Person of day - 25 AUGUST 2020
The future creator of the ratings system that underpins modern chess was born in Hungary, in a town called Egyházaskesző, near Papa. In 1913, he emigrated with his parents to the US, where he would live his whole life.
He was not a professional chess player: after school, he enrolled in University of Chicago, where he graduated in 1935, after which he became a professor of physics and astronomy of Marquette Catholic University. Elo was a professional scientist and a decent chess player,a national master. He was the eight-time champion of Wisconsin, he drew against Reuben Fine twice and he even played in the US championship against a 14-year-old Robert Fischer. From 1935 onwards, he worked in different positions at the American Chess Federation before joining FIDE.

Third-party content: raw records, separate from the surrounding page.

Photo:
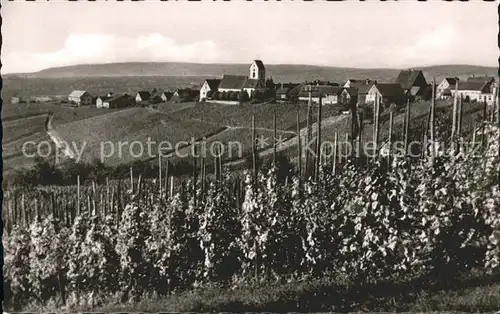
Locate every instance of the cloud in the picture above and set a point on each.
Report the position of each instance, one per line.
(102, 48)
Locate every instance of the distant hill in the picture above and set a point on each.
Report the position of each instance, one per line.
(279, 72)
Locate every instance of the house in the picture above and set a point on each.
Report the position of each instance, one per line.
(80, 98)
(412, 81)
(185, 95)
(155, 98)
(142, 96)
(209, 86)
(119, 101)
(165, 96)
(255, 79)
(349, 96)
(443, 90)
(362, 93)
(356, 82)
(283, 90)
(99, 101)
(329, 94)
(477, 89)
(387, 93)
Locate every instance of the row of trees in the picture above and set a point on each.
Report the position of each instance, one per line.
(243, 96)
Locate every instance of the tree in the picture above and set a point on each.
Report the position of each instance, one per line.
(257, 94)
(243, 96)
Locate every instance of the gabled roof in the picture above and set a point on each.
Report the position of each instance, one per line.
(406, 78)
(77, 93)
(321, 90)
(483, 79)
(232, 82)
(116, 97)
(260, 64)
(213, 83)
(353, 91)
(250, 83)
(390, 89)
(144, 94)
(414, 90)
(363, 89)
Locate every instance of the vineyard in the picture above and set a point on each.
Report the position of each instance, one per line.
(369, 220)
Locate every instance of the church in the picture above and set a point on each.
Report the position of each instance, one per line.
(235, 83)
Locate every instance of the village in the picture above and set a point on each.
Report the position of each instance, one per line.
(255, 87)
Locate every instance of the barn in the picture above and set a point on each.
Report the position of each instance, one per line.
(80, 98)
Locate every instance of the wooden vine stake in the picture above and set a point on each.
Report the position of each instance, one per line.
(390, 139)
(431, 123)
(131, 181)
(335, 149)
(78, 194)
(309, 131)
(299, 143)
(254, 153)
(483, 124)
(455, 112)
(167, 166)
(459, 122)
(159, 173)
(376, 113)
(318, 143)
(275, 136)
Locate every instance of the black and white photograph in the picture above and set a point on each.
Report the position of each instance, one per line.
(250, 156)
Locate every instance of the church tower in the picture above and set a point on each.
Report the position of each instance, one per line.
(257, 71)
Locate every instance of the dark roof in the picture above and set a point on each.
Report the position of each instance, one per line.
(283, 90)
(260, 64)
(452, 80)
(363, 88)
(390, 89)
(232, 81)
(250, 83)
(213, 83)
(471, 85)
(483, 79)
(321, 90)
(114, 98)
(406, 78)
(144, 94)
(353, 91)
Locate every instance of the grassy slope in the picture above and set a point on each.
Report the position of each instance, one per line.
(26, 122)
(472, 293)
(231, 115)
(281, 72)
(127, 126)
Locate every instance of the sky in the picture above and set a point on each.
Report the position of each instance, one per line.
(370, 34)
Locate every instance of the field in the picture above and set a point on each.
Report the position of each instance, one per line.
(241, 116)
(128, 126)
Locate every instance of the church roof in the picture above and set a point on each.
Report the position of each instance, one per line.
(232, 82)
(407, 78)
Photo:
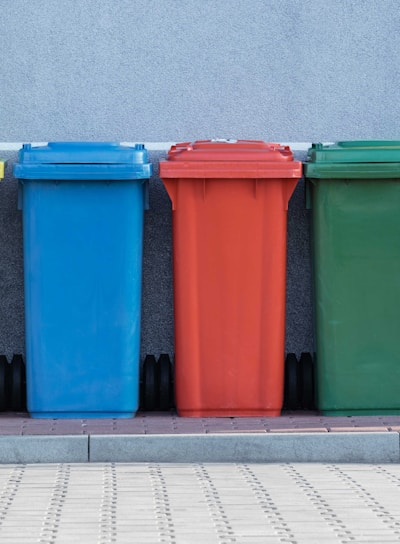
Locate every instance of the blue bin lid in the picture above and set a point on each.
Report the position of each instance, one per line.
(83, 161)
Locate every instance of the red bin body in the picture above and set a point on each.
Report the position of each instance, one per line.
(229, 203)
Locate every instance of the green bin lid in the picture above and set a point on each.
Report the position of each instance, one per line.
(354, 160)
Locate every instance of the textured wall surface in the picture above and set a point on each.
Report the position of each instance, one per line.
(156, 70)
(162, 71)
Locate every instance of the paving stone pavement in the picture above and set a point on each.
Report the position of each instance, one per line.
(103, 503)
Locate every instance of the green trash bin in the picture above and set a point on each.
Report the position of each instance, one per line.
(353, 189)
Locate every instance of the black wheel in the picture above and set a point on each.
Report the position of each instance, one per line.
(307, 381)
(164, 382)
(4, 380)
(149, 383)
(17, 385)
(291, 395)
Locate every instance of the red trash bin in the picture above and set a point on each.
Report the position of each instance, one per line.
(229, 201)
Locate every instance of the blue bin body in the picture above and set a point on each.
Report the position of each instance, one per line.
(83, 207)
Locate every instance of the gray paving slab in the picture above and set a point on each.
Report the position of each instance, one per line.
(378, 447)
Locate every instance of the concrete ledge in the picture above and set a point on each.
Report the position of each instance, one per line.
(344, 447)
(44, 449)
(352, 447)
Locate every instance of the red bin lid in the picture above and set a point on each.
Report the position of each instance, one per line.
(230, 159)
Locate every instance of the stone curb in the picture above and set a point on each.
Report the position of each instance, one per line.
(362, 447)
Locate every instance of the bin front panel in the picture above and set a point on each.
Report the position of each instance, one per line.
(356, 244)
(82, 260)
(229, 278)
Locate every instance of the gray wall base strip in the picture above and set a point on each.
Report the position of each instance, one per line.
(297, 447)
(44, 449)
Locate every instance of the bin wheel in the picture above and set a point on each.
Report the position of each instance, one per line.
(4, 367)
(149, 383)
(291, 395)
(164, 382)
(307, 381)
(17, 385)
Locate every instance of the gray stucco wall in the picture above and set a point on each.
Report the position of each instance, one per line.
(158, 71)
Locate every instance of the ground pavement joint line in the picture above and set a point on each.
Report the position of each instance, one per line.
(9, 492)
(223, 527)
(339, 528)
(164, 518)
(383, 515)
(53, 515)
(267, 505)
(108, 514)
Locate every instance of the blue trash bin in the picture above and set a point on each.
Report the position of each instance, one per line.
(82, 205)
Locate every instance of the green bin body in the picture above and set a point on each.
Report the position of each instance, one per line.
(354, 193)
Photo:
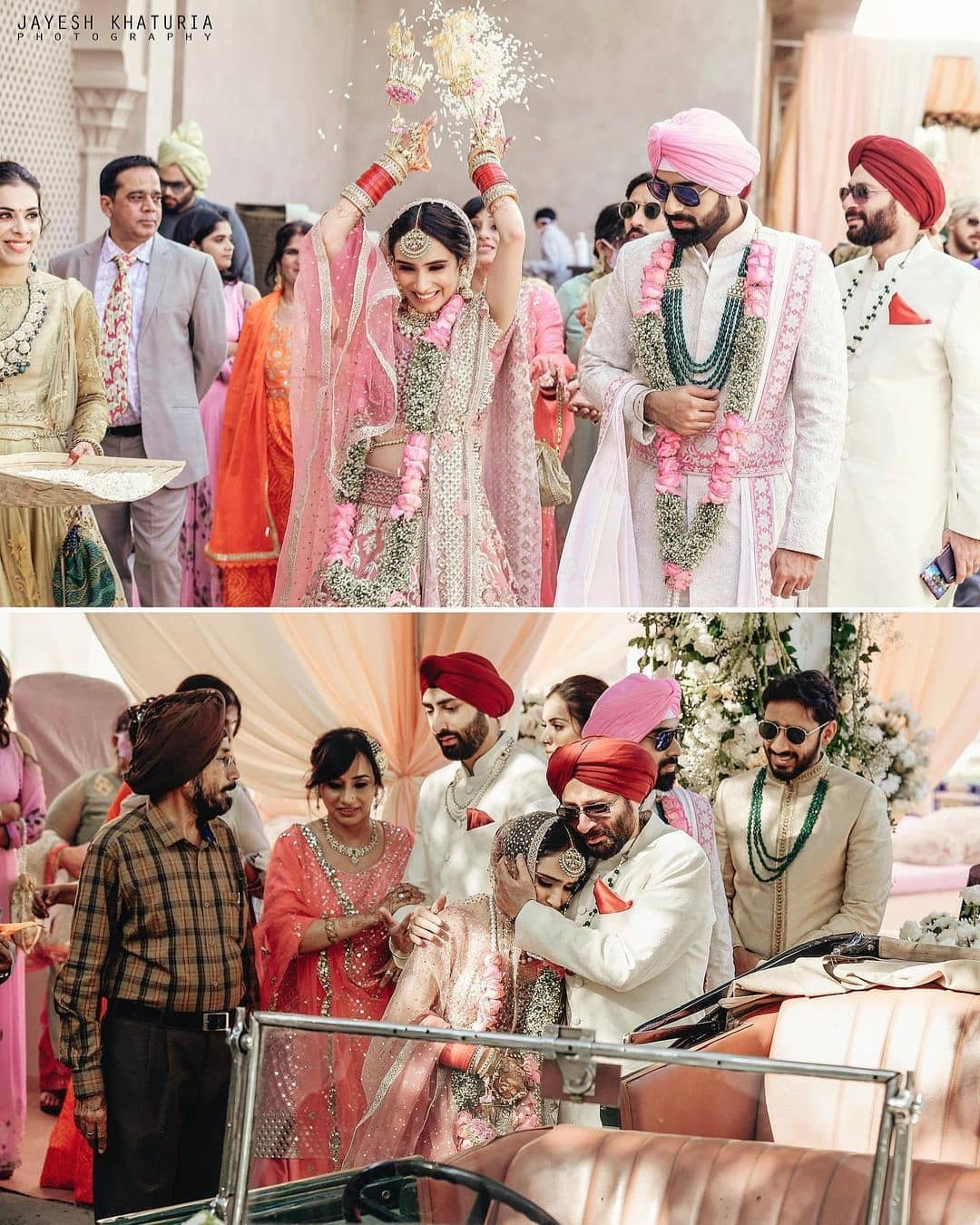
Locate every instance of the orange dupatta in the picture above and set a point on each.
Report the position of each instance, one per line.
(244, 532)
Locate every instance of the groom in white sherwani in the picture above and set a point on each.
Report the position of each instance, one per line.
(910, 473)
(718, 352)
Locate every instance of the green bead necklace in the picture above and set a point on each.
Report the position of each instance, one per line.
(713, 371)
(776, 865)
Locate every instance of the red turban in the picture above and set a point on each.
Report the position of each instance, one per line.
(177, 738)
(469, 678)
(906, 173)
(615, 766)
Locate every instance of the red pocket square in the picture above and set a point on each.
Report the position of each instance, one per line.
(900, 312)
(606, 902)
(476, 818)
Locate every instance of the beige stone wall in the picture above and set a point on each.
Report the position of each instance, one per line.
(275, 76)
(38, 125)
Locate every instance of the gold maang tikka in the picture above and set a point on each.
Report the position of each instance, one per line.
(416, 244)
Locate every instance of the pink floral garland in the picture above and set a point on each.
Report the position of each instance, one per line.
(416, 455)
(667, 443)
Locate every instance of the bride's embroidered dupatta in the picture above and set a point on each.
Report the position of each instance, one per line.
(343, 394)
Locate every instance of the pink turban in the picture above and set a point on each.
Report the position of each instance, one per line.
(706, 149)
(906, 173)
(616, 767)
(633, 707)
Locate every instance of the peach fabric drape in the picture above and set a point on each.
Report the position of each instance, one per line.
(936, 667)
(848, 87)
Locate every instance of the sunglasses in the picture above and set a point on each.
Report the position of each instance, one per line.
(593, 811)
(860, 191)
(663, 738)
(627, 210)
(683, 192)
(769, 730)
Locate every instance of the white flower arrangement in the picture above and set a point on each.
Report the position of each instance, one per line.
(723, 664)
(940, 927)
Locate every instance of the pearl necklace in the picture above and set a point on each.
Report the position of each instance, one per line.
(15, 348)
(858, 339)
(615, 874)
(457, 811)
(356, 854)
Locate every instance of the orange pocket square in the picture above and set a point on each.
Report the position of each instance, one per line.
(606, 902)
(900, 312)
(476, 818)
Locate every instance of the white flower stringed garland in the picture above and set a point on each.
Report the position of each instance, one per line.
(426, 373)
(735, 364)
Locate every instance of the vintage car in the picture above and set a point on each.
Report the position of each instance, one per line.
(739, 1109)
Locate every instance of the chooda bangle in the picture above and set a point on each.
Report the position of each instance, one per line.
(371, 188)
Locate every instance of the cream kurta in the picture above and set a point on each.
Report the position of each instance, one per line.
(56, 402)
(791, 455)
(838, 882)
(450, 859)
(912, 451)
(630, 966)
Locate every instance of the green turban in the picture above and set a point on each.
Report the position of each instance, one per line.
(185, 147)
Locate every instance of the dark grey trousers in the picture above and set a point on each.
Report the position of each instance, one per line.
(167, 1096)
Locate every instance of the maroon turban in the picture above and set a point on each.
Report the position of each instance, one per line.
(469, 678)
(177, 738)
(615, 766)
(906, 173)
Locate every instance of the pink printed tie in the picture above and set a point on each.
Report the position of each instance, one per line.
(116, 328)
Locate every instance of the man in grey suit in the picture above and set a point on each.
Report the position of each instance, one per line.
(172, 300)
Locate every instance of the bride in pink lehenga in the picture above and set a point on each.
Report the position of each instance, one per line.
(414, 483)
(438, 1099)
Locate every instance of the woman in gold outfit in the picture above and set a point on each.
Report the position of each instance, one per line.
(52, 394)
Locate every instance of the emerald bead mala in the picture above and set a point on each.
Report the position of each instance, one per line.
(773, 867)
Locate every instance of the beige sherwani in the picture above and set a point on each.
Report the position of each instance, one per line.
(791, 446)
(838, 882)
(446, 857)
(912, 452)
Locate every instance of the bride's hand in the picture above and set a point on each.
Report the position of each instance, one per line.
(412, 142)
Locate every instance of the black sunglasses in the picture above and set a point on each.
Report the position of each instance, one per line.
(769, 730)
(683, 192)
(627, 210)
(860, 191)
(663, 738)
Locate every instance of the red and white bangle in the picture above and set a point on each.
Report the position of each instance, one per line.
(377, 181)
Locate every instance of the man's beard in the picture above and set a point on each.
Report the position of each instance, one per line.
(616, 835)
(800, 767)
(468, 740)
(206, 808)
(875, 230)
(702, 230)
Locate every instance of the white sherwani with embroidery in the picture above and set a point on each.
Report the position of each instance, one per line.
(629, 966)
(446, 857)
(840, 878)
(912, 450)
(793, 444)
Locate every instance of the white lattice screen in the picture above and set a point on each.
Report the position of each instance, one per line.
(39, 129)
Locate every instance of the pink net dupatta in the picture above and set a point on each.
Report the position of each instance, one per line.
(342, 388)
(511, 466)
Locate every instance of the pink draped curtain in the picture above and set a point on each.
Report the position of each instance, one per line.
(936, 667)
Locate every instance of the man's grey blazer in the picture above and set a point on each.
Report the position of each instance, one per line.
(182, 346)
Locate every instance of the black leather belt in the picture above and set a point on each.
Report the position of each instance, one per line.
(193, 1022)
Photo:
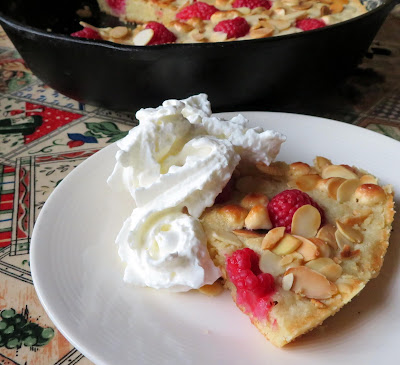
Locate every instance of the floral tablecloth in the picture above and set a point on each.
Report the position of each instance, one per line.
(44, 135)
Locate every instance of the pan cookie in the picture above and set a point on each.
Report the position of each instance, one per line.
(218, 20)
(296, 242)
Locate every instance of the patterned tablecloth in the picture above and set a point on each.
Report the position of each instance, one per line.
(44, 135)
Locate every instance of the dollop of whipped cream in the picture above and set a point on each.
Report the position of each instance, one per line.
(174, 164)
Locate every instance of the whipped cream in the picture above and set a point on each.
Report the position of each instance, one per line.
(174, 164)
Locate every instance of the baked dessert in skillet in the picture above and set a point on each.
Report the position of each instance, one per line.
(295, 243)
(180, 21)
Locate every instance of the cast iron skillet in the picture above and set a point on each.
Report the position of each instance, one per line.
(271, 71)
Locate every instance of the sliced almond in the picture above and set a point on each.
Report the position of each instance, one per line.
(348, 253)
(338, 171)
(299, 169)
(326, 267)
(258, 218)
(306, 221)
(245, 233)
(317, 303)
(311, 284)
(279, 23)
(303, 5)
(264, 32)
(270, 263)
(369, 194)
(218, 37)
(279, 12)
(300, 14)
(368, 179)
(321, 162)
(307, 249)
(346, 190)
(352, 234)
(234, 215)
(287, 281)
(288, 259)
(286, 245)
(341, 240)
(307, 182)
(119, 32)
(181, 26)
(358, 217)
(323, 247)
(250, 184)
(223, 236)
(337, 6)
(143, 37)
(327, 234)
(333, 185)
(252, 199)
(272, 238)
(212, 290)
(325, 10)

Arpad Elo attained worldwide fame with his system of calculating individual ratings. In 1959, he was asked by President Jerry Spann to join the commission on reviewing and improving the system of individual coefficients that was used by the federation to calculate the relative strength of each player. This system was beset by a few fundamental shortcomings: for example, it enabled a chess player who lost every single match in a tournament to improve his rating, and vice versa. Arpad Elo’s ideas were used to design a new system that offered greater statistical accuracy because it was based on the expected result that depended on the relative strength of the players.
The Elo system was adopted by the US Chess Federation in 1960 and by FIDE in 1970. The system was sufficiently straightforward to make calculations without machines. At first, Arpad Elo calculated the ratings of all chess players since he was heading FIDE’s qualifications commission for 15 years. Professor Elo’s system is used by FIDE to this day, with minor modifications.
Meanwhile, Elo urged others not to attach universal applicability to his system. “Very often, people that aren’t familiar with the natural limitations of statistics expect too much from ratings. Ratings only compare achievements, nothing more and nothing less…determining a chess player’s rating is similar to determining a float’s position on the waves or a line attached to a fishing rod that is moved around by the wind” he wrote in 1962 in an article for Chess Life.
In 1988, Professor Arpad Elo was included in the American Chess Federation’s Hall of Fame. He died on 5th November 1992.